A Cenografia como "Arquitectura disfuncional"

João Mendes Ribeiro foi o arquitecto escolhido pelo Instituto das Artes para representar Portugal na Quadrienal de Praga 2007

Autor da cenografia de mais 30 espectáculos de teatro e dança, João Mendes Ribeiro foi anunciado esta semana, sem surpresa, como o representante de Portugal na Quadrienal de Praga 2007. Inserida na estratégia de internacionalização dos criadores nacionais do Instituto das Artes, responsável pela escolha do arquitecto João Mendes Ribeiro, esta será a primeira participação de Portugal no certame dedicado à Cenografia, que foi fundado em 1967 pelo Ministério da Cultura da República Checa e pelo Instituto de Teatro de Praga.Arquitecturas em Palco é o tema da mostra que João Mendes Ribeiro se propõe organizar. "O mais interessante nestas coisas é que nos permite fazer uma reflexão sobre o nosso trabalho, sobre a relação entre a Arquitectura e a Cenografia. Não vou fazer uma exposição monográfica", promete.
João Mendes Ribeiro diz considerar "uma honra" o facto de ter sido designado pelo Instituto das Artes. Mas percebe-se que já está habituado às distinções. Conquistou por duas vezes o prestigiado Prémio Architécti, em 1997 e 2000; venceu o Prémio Diogo de Castilho, em 2003; ganhou o Premis FAD d"Arquitectura i Interiorisme, em 2004; e coleccionou menções honrosas e nomeações para outros prémios em diferentes continentes.

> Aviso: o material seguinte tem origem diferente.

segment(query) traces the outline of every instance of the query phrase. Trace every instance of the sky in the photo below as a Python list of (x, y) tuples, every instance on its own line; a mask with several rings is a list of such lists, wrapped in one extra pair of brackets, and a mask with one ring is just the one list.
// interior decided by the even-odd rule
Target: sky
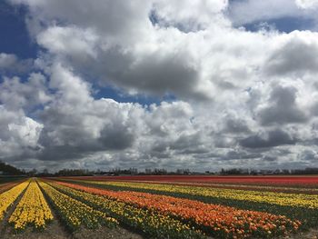
[(3, 0), (0, 160), (318, 165), (317, 0)]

Curiosamente, percebe-se que é por um tipo de distinção nacional, que até se diz estar algo banalizado, que João Mendes Ribeiro nutre especial carinho. Trata-se da Comenda da Ordem do Infante D. Henrique, com que foi agraciado no ano passado pela Presidência da República. "Foi completamente inesperado, nem sei quem me propôs. Mas é o reconhecimento de todo um trabalho, o fechar de um ciclo. Fiquei logo com um orgulho enorme em ser português". João Mendes Ribeiro também entendeu a comenda como um reconhecimento da Arquitectura, que ainda sente "uma área esquecida", embora a ganhar presença nas páginas de alguns jornais: "As pessoas ainda não vêem a Arquitectura como algo que resolve os problemas das cidades e dos cidadãos, e concebem-na como mero acto artístico", nota. E lamenta a falta de sensibilidade para as questões da arquitectura: "Ninguém compra um automóvel ou um televisor sem tratar de conhecer tudo sobre ele; mas é capaz de comprar uma casa sem tratar de reunir uma data de informações essenciais sobre ela".

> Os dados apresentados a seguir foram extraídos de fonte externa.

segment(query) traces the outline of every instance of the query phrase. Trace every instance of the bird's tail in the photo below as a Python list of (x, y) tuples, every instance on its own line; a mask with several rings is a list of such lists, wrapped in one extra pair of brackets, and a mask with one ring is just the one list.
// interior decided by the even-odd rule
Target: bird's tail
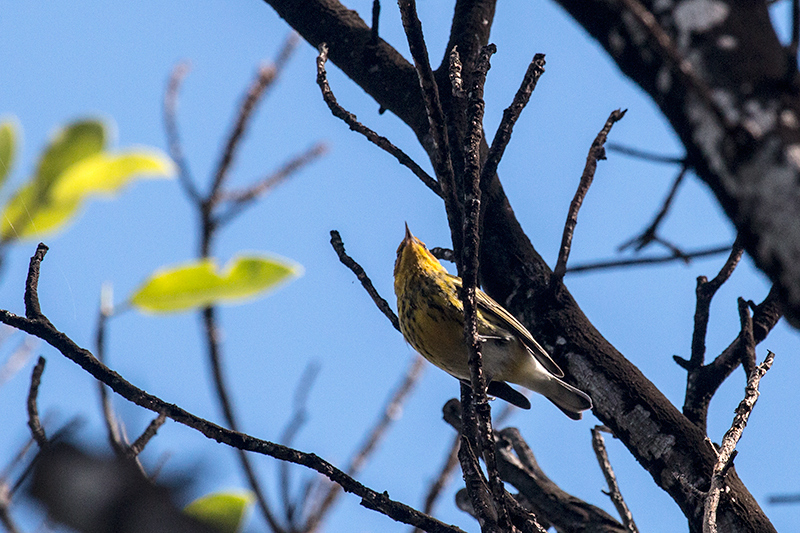
[(545, 382), (538, 382), (535, 390), (543, 394), (573, 420), (580, 420), (581, 411), (592, 408), (592, 399), (588, 394), (557, 377), (551, 377)]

Como arquitecto, João Mendes Ribeiro tem trabalhado muitas vezes em "contextos históricos": assinou o projecto do Centro de Artes Visuais, de Coimbra, instalado no setecentista Colégio das Artes; concebeu a reformulação da Casa de Chá do Paço das Infantas do Castelo de Montemor-o-Velho; é um dos autores do Museu da Ciência da Universidade de Coimbra, no edifício pombalino do Laboratório Chímico, só para citar alguns exemplos. E constata que as suas intervenções resultam na "defesa da dicotomia edifício histórico-perene-contentor de memória/novos elementos efémeros, com capacidade de adaptação a novos usos".

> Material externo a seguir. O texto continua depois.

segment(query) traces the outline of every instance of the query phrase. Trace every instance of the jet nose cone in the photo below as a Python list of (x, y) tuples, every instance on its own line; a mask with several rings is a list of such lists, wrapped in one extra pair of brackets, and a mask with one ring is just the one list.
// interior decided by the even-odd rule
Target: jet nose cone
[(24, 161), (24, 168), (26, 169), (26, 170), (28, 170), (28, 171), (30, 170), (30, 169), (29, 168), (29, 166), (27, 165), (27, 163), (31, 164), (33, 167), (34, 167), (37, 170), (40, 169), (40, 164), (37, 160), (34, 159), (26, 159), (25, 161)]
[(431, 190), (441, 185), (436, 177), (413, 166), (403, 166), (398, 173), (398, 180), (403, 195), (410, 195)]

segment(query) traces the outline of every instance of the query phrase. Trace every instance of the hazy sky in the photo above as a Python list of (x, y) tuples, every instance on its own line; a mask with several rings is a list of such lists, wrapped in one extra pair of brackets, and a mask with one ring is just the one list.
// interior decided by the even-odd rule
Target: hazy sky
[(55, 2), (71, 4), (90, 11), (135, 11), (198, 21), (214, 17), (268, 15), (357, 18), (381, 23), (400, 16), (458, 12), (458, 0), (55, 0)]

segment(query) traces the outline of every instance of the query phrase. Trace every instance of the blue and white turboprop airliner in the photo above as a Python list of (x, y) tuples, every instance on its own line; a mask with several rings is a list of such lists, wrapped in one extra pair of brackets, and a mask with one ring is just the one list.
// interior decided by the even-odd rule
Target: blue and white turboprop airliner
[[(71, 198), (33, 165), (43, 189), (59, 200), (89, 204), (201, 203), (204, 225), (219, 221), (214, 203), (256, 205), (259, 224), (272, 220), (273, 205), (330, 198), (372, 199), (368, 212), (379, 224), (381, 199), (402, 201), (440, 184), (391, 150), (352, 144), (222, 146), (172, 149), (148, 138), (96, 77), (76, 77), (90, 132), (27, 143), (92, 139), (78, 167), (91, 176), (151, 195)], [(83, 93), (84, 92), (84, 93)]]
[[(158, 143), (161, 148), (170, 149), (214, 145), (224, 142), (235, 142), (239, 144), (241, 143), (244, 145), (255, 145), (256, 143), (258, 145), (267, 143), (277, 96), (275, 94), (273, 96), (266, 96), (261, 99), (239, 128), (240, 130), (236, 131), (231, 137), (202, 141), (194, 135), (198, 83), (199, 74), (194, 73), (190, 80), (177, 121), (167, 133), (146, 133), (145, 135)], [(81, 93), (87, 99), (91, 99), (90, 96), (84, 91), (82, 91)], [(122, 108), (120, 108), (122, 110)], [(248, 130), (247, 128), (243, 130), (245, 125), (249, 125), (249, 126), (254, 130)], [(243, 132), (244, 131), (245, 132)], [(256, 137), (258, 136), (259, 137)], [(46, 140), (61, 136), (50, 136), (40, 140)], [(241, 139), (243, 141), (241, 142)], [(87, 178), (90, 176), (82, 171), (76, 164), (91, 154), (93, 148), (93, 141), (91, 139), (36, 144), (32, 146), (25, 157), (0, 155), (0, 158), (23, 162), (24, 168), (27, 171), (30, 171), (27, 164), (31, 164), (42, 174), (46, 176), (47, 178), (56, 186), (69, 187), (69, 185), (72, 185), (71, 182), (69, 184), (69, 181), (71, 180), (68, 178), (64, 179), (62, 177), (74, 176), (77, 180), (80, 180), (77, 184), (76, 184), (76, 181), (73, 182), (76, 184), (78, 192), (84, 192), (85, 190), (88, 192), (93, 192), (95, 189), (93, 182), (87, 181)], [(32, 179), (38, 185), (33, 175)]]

Este tendência para a modularidade e flexibilidade funcional está também presente nas suas cenografias. Tendencialmente minimais e abstractas, acabam por interagir com o público: suscitam interrogações quanto à sua função e, nesse sentido, convertem-se em actores. Frequentemente, a função dos objectos/dispositivos que João Mendes Ribeiro coloca em cena só é definida pela utilização que os actores de carne e osso fazem deles. O cenógrafo fala destes objectos como uma "arquitectura disfuncional", que solicita a interacção como corpo humano, outro aspecto caro a João Mendes Ribeiro.
É por esta relação dos objectos com o corpo que João Mendes Ribeiro gosta particularmente de fazer a cenografia de espectáculos de dança, onde o gesto se sobrepõe ao texto.
João Mendes Ribeiro nasceu em 1960, em Coimbra, onde continua a gostar de viver, perto da família. Tem muito trabalho em Lisboa e no Porto, mas o arquitecto-cenógrafo gosta destas viagens, pelo tempo de reflexão que proporcionam. Além disso, Coimbra fica a meio do caminho entre as duas cidades e João Mendes Ribeiro reconhecer aqui uma certa"qualidade de vida". Com atelier junto à Rotunda dos Arcos, vai a pé para a Universidade de Coimbra, onde dá aulas no Departamento de Arquitectura. "Uma boa escola", garante, embora reconheça que ainda vai demorar uns anos a contrariar a degradação da paisagem da cidade.